Η Ορθοδοξία και η πρόκληση της νεω-τερικότητας : το παράδειγμα της αυτοκρατορικής Ρωσίας

Αργύριος Κλ. Πισιώτης

Abstract


At least since the Enlightenment, Western European observers have
viewed Christian Orthodox Churches as particularly retrograde and their
clergy as uneducated, obscurantist xénophobes. The socialist movement and
Soviet anticlericalism propagated a view of the Orthodox Church -especially Russia’s- as docile to political authority and inimical to liberalism, modern
democracy, and struggles for social justice. As late as the Yugoslav wars of
the 1990s, some Western analysts spoke of a distinct Orthodox culture that
asserted itself over national identities. However, the assumption of Orthodox
cultural exceptionalism was based on ideological bias rather than scholarly
research. Beginning in the late 1980s and through the 1990s, the opening of
Soviet archives and a realization of the under-researched role of the Orthodox
Church in tsarist Russia, led historians to study new aspects of modern
Russian Orthodoxy that greatly enriched scholarly knowledge and revised
substantially the established stereotypes.
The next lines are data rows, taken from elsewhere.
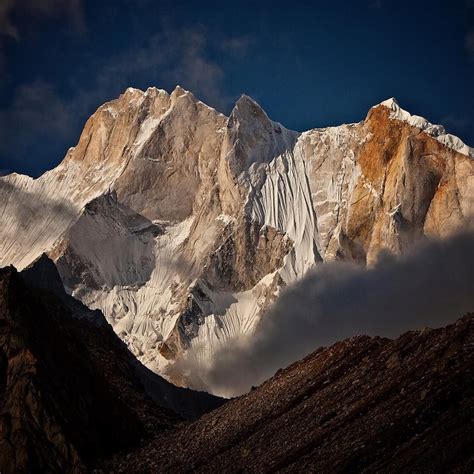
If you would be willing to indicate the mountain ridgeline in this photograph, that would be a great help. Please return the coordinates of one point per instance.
(182, 225)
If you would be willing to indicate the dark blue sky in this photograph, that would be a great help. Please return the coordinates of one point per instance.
(308, 64)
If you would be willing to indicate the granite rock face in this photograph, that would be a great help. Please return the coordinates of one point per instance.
(362, 405)
(181, 224)
(70, 391)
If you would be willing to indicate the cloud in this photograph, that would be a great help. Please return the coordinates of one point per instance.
(39, 9)
(432, 286)
(469, 43)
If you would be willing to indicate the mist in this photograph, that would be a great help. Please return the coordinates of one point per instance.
(431, 286)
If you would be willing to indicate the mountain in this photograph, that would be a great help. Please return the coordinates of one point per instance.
(362, 405)
(182, 225)
(70, 391)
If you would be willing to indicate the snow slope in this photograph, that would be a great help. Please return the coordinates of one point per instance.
(182, 225)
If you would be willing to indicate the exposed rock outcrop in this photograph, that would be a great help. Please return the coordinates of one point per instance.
(362, 405)
(181, 224)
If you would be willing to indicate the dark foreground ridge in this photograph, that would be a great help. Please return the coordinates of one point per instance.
(363, 405)
(70, 391)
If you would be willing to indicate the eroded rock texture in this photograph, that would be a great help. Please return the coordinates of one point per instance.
(362, 405)
(181, 224)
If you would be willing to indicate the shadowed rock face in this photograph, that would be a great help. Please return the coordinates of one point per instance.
(70, 391)
(362, 405)
(181, 225)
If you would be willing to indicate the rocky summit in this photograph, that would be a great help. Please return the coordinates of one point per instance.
(362, 405)
(70, 391)
(181, 225)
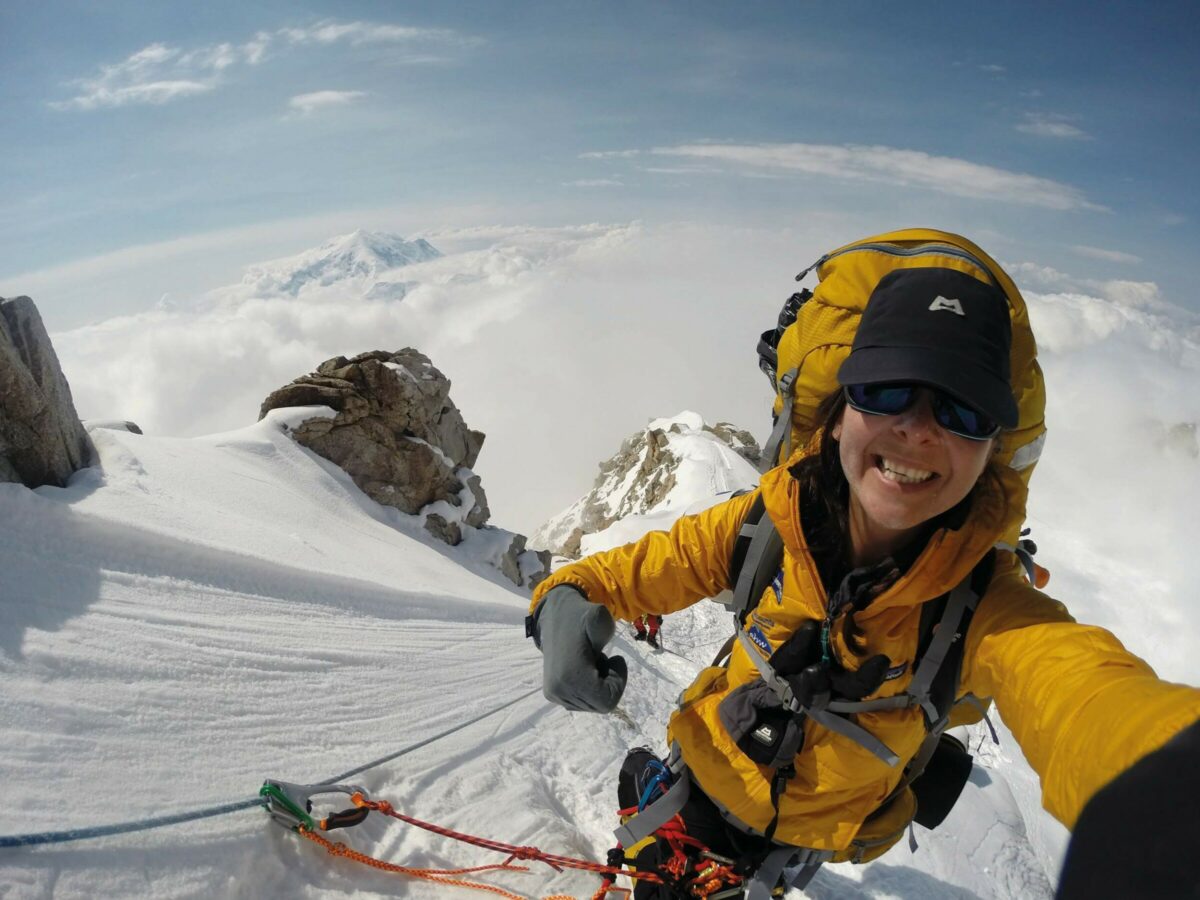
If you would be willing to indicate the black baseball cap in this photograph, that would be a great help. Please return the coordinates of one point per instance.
(942, 328)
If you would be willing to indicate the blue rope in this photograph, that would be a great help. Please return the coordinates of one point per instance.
(78, 834)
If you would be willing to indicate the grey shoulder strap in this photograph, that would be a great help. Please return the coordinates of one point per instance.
(759, 567)
(783, 430)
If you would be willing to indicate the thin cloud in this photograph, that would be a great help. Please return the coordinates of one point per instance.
(610, 154)
(1047, 125)
(886, 165)
(1110, 256)
(161, 73)
(310, 103)
(360, 33)
(154, 76)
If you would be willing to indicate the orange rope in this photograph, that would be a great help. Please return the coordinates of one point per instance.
(707, 880)
(515, 852)
(435, 875)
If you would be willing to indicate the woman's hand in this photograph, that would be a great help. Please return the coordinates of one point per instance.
(571, 631)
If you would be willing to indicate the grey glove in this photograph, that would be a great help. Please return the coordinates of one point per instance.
(571, 631)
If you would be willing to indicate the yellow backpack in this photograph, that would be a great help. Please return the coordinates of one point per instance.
(816, 328)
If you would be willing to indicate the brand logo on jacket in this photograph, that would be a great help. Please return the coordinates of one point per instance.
(760, 640)
(945, 303)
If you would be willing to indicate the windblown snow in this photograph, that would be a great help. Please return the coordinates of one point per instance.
(190, 617)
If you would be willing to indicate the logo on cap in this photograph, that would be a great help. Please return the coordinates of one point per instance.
(941, 303)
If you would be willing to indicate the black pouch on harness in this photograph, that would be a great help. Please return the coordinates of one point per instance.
(760, 725)
(939, 786)
(639, 772)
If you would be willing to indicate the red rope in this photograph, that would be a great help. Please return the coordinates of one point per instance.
(515, 852)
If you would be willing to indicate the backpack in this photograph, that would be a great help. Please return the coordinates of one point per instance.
(816, 328)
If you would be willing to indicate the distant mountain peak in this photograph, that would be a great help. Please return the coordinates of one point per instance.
(358, 255)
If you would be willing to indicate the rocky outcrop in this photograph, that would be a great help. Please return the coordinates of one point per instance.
(42, 441)
(646, 472)
(403, 442)
(396, 432)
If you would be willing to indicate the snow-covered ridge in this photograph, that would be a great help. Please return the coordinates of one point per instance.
(357, 256)
(658, 474)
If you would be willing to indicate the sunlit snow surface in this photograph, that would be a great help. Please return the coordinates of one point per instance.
(193, 616)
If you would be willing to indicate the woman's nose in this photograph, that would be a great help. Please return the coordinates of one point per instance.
(917, 421)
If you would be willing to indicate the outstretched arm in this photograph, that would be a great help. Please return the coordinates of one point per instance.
(1083, 708)
(664, 571)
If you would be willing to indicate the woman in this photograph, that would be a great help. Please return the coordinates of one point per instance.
(894, 503)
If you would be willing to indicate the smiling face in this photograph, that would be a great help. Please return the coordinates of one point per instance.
(903, 471)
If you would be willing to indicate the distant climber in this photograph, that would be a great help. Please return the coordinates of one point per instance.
(646, 628)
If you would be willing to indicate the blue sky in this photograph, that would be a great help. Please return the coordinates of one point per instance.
(1062, 135)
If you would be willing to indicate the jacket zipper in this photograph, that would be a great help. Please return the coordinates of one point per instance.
(892, 250)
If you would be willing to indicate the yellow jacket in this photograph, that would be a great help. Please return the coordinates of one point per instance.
(1081, 707)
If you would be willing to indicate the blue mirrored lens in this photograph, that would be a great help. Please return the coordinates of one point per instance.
(881, 399)
(961, 419)
(893, 399)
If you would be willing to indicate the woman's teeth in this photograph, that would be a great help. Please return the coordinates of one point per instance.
(903, 474)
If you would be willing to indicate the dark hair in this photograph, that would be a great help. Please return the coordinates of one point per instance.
(825, 499)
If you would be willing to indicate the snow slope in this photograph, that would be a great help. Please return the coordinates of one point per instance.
(193, 616)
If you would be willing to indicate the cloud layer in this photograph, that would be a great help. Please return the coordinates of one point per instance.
(160, 73)
(875, 165)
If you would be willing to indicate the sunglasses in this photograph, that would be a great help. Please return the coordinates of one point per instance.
(952, 414)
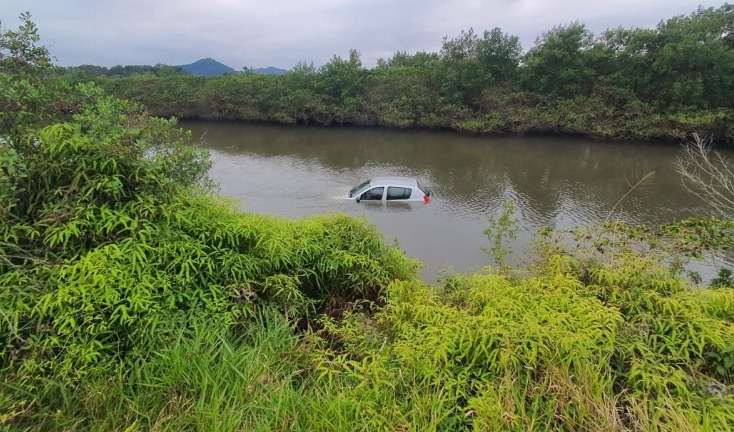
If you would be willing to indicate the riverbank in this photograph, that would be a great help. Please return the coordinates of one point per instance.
(134, 299)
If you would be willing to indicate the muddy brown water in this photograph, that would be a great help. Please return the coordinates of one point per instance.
(555, 182)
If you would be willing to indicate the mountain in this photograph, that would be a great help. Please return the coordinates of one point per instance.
(207, 67)
(270, 71)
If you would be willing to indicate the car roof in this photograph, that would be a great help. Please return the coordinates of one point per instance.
(394, 181)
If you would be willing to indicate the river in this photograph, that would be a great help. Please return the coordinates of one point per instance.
(554, 181)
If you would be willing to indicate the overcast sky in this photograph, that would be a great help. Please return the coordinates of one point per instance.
(281, 33)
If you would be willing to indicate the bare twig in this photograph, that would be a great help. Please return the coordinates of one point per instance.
(707, 174)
New research belied the view of
clerical obscurantism by highlighting Orthodox clergymen’s strong contribution
to Russian Enlightenment. Examination of the lives and career paths
of Orthodox hierarchy uncovered that they did not fit the stereotype of
withdrawn ascetics incapable of appreciating rapid social developments or of
participating in late imperial Russia’s momentous political events. On the
contrary, middle and higher clergy had received an education that was largely secular in content and, from the 1860s on, increasingly oriented towards
meeting the challenges of modernity and the diverse needs of urban and rural
flock. Studies of the Orthodox clergy’s relations to lay intelligentsia showed a
partial overlap of aspirations, focused on the need to reform the autocratic
system and to relax certain social restrictions. Recent studies also demonstrated
the parish clergy’s support for the popular demand of land redistribution
and for the basic freedoms of association and expression. Additionally,
research discovered a substantial number of clergymen political dissidents,
motivated by sympathy for the people’s plight and loathing for the bureaucratic
autocracy. Alienated by the state’s stifling intrusion in Church affairs
and prolonged neglect of clergymen’s material needs, both parish clergy and
the episcopate rejected the social policing role in which the monarchy wanted
to cast them, failing to defend tsarism in its final hour. These findings suggest
a more diversified Orthodox clergy close to lay society’s concerns and a
Church that was not a “handmaiden of the state”, as previously considered.